In every step, and every situation it is important to always set them up to succeed. Which means not going through the steps too quickly and whilst your dog is still learning you do not expose them to the issue (i.e. the excitement at the front door.)
Whilst you are teaching the above technique, I would ask my dogs to wait at the door before we go out of it. They are only allowed to pass the threshold when I say my walking word. This is every single time you go out of the door with them. This will help with their excitability levels on walks, if you look back to my blog on leadwork a lot of the issues start here.
I would ring the doorbell at random times and not react to it, ignore the dog’s reaction. A lot of the excitement around the bell occurs because we rush to catch the delivery driver. If 99.9% of the time nothing happens, the dog’s reactions will lessen. Also, look at the tone of the bell. If it is rather abrupt, change it to something softer. Remember that amazon advert – how many of us got up to check the door? How many dogs reacted to that very annoying ding dong?
What about visitors?
If you have a friendly dog, I would still expect manners and some control when they enter a room. It’s quite intimidating if dogs of any size charge into a room barking, regardless of whether it’s excitement or fear. Remember the law above? If they are friendly, ask for a calm behaviour, and reward them with being allowed to say hello.

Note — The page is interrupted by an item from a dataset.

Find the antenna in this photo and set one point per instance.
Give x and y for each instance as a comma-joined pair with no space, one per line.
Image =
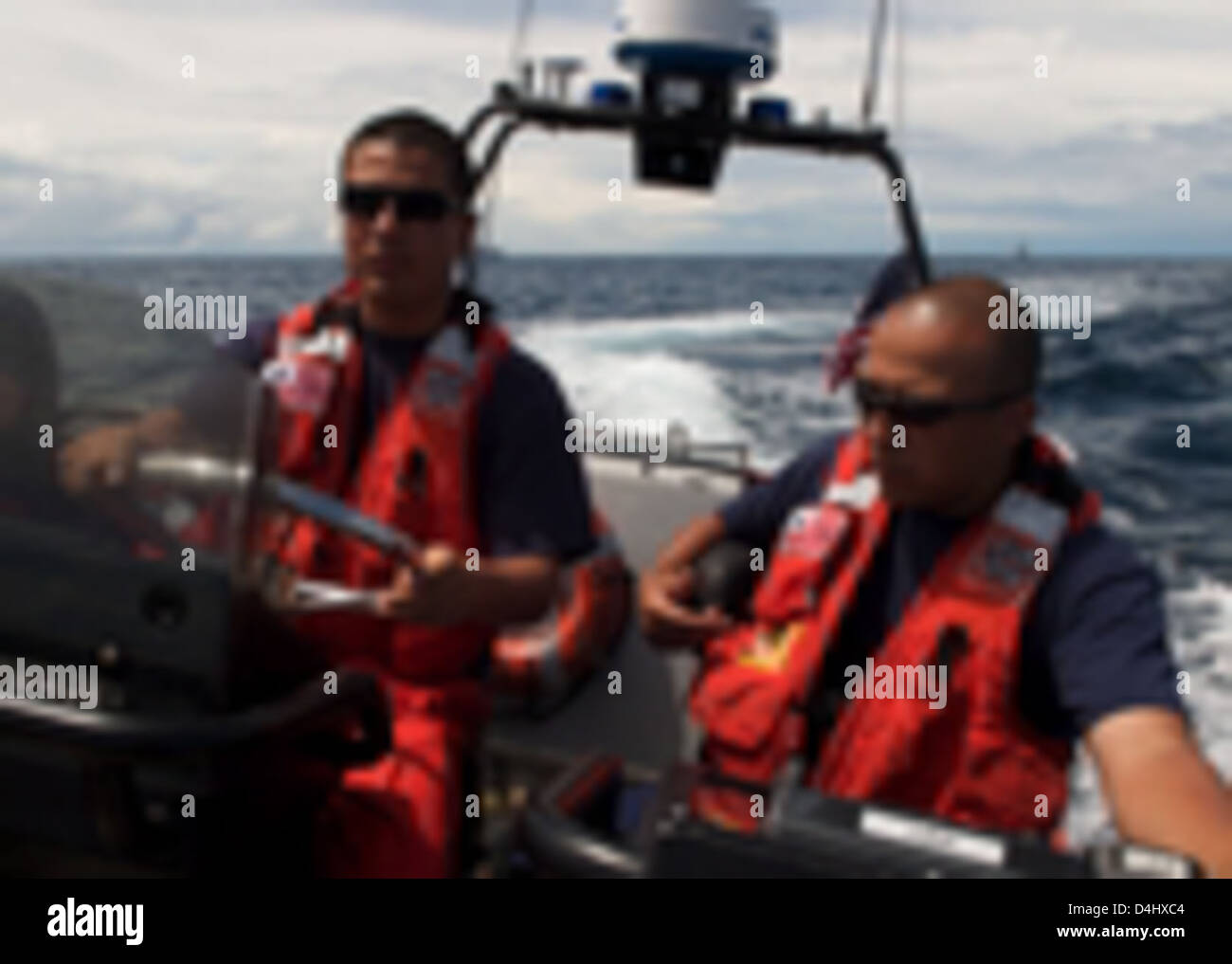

If you have a nervous dog, I would not ask visitors to give my dogs treats. This puts the dogs in a difficult situation. If they are scared of people and a visitor comes towards them they may bite, regardless of the treat. It also relies on the visitor doing the right thing and understanding your dog’s body language. It puts too much control with the visitor. They are YOUR dogs and therefore it is YOUR responsibility to manage the situation.
As always, train for the situation, teach them what you expect whilst it is easy, when no one else is there. Practice with the lead on. Then ask friends to come over who are happy for you to train your dog whilst they are there. Teach them to settle on their bed next to you. Give them a safe chew or kong to settle with whilst people are there. Your dog will then look to you for support and guidance, not the visitors. Don’t forget to train for the visitors moving around and leaving. We all know our lovely breed often like to see people off. You can use their mat training for coming and going too.
It is more important to ask visitors to completely ignore the dogs and if they cannot, remove the dog from the situation. If your dog is particularly fearful, unless you have an opportunity to train the issue do not put them in the situation.
If you have a dog which you think may charge or bite, do not put them in that situation. The more they practice it, the better they get at it. (Goes both ways I’m afraid). I’d strongly recommend getting an experienced professional to come to your to help you work through this. Please ensure you seek out someone who has experience with the breed and canine behaviour qualifications to support their experience.
Obviously through lockdown we have not had visitors, which means our dogs haven’t been able to practice their behaviour, good or bad. Before submerging them with lots of visitors again, slowly reintroduce them to the world. Whether this is on walks or in our homes. Don’t rush it! It’s a scary world and like us, the dogs need to slowly adapt to the changes.
As always, if you are struggling please seek out a professional who is qualified, experienced and recommended. You may also have cover under your insurance for a veterinary referral to a clinical behaviourist.